Here in urban Phoenix there are three enemies occupying the top spots on the list of chicken predators. The Coyote, two hawks in specific, and the Bull snake.
Coyotes aren’t usually seen during the day, sundown seems to be when they’re most active. They’re rather greedy too, seldom stopping at one bird. It’s not uncommon for them to wipe out half the backyard flock. Not only should the chicken yard be secured with a fence buried at least a foot in the ground. Concrete around the bottom as well would be ideal. Don’t assume that a six or seven foot block wall perimeter fence will keep out a coyote, it won’t.
If at all possible, having a raised chicken coop that can be completely closed up at night is the best way to protect your birds. The top of your chicken yard or run needs to be enclosed with aviary netting, because in-flight predators are next on the list of chicken enemies.
The Red Tail Hawk is not fussy about what time of day they snatch a chicken from the flock. These birds are very intelligent, so you’ll need to be creative if you’re going to outsmart them. They are indeed capable of carrying off an average size chicken.
Below is our resident Harris Hawk, smaller, and not capable to carrying off an average sized chicken. However, be aware that these birds work as a team. Where there is one, there is usually two more. They are patient and relentless towards their goal, give them the slightest invitation and they will take it. Once they find a flock, they will circle over head, then sit on a nearby roof, or fence. This could go on for days while they intelligently calculate their plan of attack.

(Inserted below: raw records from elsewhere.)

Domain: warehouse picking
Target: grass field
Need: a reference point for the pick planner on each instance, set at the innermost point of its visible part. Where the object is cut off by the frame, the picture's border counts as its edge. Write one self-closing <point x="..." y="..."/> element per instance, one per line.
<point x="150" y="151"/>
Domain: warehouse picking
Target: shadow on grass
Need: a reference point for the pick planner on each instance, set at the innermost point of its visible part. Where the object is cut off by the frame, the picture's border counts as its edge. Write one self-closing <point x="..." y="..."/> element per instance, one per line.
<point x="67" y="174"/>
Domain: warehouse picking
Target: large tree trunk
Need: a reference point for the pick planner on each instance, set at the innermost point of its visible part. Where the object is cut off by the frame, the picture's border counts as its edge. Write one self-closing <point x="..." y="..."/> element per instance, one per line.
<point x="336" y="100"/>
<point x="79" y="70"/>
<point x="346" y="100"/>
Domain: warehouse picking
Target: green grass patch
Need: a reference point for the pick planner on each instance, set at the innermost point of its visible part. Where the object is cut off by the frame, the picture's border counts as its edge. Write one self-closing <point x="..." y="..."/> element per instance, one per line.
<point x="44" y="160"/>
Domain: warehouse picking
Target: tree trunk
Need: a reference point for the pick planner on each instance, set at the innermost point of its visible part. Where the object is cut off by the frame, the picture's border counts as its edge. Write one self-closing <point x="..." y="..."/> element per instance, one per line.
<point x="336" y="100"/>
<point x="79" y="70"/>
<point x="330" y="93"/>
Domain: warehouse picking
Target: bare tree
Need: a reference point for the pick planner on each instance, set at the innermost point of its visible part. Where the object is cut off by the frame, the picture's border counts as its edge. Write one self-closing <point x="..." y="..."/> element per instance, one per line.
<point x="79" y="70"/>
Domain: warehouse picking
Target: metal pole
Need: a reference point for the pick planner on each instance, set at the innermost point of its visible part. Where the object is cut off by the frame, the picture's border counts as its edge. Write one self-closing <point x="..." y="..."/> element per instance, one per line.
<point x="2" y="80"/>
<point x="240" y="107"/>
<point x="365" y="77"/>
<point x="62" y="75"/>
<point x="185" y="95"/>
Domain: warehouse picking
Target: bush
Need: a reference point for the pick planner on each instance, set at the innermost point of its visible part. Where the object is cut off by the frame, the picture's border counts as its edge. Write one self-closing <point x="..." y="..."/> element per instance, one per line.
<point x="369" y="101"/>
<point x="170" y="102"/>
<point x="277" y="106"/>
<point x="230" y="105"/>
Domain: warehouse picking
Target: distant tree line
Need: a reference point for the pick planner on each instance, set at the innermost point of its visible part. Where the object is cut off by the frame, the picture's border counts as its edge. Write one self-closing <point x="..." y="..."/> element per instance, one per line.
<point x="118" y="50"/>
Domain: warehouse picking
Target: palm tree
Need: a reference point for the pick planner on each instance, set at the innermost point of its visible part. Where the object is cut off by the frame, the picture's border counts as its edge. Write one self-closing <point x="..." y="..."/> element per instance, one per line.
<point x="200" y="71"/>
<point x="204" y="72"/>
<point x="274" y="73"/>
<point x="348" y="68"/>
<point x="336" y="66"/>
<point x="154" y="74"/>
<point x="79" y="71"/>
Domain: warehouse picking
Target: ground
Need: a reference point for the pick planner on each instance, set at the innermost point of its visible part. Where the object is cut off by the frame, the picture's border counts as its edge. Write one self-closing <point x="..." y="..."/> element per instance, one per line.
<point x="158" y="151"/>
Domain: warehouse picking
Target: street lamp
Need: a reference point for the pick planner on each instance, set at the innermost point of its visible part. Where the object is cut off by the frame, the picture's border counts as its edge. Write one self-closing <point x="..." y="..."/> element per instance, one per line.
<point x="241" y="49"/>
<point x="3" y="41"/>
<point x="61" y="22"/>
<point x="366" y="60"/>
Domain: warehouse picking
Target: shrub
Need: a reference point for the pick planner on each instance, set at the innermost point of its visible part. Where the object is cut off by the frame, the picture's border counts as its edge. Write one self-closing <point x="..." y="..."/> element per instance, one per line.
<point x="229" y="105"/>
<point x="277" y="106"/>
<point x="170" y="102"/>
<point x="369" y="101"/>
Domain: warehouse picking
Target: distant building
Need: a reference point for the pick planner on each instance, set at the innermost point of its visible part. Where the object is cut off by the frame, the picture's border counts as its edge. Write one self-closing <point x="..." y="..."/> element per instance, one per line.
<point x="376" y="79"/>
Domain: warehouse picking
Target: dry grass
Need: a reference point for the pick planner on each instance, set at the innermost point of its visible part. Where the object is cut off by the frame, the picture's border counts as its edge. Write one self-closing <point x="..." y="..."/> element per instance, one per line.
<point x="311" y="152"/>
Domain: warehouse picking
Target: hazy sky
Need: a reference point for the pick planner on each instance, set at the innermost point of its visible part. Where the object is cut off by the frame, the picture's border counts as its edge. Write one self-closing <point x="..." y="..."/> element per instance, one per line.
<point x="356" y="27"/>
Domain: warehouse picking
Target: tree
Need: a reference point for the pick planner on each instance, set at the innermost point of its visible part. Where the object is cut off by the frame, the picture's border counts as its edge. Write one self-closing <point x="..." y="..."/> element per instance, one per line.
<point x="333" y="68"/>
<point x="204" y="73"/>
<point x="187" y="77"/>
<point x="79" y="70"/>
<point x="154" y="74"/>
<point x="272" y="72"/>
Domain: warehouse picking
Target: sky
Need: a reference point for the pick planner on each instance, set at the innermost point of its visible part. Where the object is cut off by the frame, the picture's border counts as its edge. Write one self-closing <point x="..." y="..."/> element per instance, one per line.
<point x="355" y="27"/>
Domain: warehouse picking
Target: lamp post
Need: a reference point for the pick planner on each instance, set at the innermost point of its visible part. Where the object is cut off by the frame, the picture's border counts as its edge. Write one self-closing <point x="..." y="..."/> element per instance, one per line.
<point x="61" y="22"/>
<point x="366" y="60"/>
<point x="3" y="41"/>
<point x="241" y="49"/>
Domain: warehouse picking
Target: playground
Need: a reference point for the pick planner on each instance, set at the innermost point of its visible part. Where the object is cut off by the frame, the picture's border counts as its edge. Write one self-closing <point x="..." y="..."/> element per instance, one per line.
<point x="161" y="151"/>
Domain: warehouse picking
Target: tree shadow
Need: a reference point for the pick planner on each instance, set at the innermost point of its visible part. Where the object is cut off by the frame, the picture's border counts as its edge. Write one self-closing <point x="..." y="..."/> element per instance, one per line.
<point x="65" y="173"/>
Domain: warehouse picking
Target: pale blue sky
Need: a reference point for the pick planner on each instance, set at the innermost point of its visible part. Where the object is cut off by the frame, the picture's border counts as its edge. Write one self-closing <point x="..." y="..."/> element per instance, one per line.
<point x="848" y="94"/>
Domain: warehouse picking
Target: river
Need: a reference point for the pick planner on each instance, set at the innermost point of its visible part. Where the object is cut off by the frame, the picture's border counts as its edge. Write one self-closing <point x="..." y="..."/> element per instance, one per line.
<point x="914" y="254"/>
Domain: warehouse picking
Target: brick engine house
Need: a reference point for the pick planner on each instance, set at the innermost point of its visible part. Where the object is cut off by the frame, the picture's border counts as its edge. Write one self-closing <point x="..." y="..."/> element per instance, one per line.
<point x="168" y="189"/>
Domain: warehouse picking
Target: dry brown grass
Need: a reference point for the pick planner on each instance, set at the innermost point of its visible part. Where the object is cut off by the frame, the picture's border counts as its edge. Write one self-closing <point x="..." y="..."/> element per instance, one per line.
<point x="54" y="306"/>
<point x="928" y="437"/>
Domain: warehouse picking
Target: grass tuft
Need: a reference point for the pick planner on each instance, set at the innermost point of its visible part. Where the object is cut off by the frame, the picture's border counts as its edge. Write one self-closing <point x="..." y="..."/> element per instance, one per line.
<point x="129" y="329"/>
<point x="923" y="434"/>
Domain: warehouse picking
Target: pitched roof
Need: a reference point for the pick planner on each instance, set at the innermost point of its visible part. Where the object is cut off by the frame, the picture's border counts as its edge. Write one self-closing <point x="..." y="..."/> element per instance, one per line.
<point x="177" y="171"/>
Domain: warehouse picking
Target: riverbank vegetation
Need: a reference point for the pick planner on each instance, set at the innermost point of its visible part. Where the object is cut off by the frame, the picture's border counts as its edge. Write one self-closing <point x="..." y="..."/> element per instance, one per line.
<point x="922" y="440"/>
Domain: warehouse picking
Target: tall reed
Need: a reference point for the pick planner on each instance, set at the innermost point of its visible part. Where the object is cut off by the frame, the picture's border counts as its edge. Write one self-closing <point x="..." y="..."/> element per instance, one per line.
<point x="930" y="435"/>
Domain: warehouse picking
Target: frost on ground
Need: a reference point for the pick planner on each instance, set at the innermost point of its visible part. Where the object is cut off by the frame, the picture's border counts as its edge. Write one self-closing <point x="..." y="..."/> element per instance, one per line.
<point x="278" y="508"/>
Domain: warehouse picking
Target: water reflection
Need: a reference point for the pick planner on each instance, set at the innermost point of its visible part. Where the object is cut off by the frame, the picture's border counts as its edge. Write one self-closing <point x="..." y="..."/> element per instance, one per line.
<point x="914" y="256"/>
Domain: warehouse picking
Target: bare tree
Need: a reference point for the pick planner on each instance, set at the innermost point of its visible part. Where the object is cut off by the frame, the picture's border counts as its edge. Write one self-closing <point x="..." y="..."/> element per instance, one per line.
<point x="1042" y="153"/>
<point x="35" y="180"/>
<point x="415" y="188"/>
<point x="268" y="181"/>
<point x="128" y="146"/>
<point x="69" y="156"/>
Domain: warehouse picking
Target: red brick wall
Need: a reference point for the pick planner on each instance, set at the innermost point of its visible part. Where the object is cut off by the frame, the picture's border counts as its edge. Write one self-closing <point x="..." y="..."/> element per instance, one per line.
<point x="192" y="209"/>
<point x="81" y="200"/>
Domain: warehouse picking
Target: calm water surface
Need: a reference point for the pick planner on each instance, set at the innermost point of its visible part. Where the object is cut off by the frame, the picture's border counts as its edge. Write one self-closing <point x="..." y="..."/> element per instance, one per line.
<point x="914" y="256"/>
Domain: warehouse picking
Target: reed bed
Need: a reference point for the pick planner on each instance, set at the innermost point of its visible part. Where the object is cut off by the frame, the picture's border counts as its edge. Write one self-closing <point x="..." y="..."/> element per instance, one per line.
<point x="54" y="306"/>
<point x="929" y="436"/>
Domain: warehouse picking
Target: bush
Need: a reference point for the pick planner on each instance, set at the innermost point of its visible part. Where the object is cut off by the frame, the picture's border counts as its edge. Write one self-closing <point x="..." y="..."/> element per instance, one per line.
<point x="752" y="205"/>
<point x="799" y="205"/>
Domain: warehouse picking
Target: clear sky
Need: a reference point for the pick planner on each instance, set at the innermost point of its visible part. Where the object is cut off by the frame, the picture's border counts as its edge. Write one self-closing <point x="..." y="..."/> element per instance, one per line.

There is at least one Bull snake slithering around our ranch. These predators are more of a problem with chicks or very young birds. Keep in mind when reaching to collect eggs that they have the same agenda! Look before you reach! They are harmless to humans, but they can be quite startling just for their size alone! Chickens are terrified by them and that could interrupt their egg production. It’s important to keep your birds safe and secure from Bull snakes with the same aggressive measures as the predators mentioned above.
Remember, respect predators for their place in society, your job is not to prove where your place is on the food chain – it’s merely to prove you are smarter.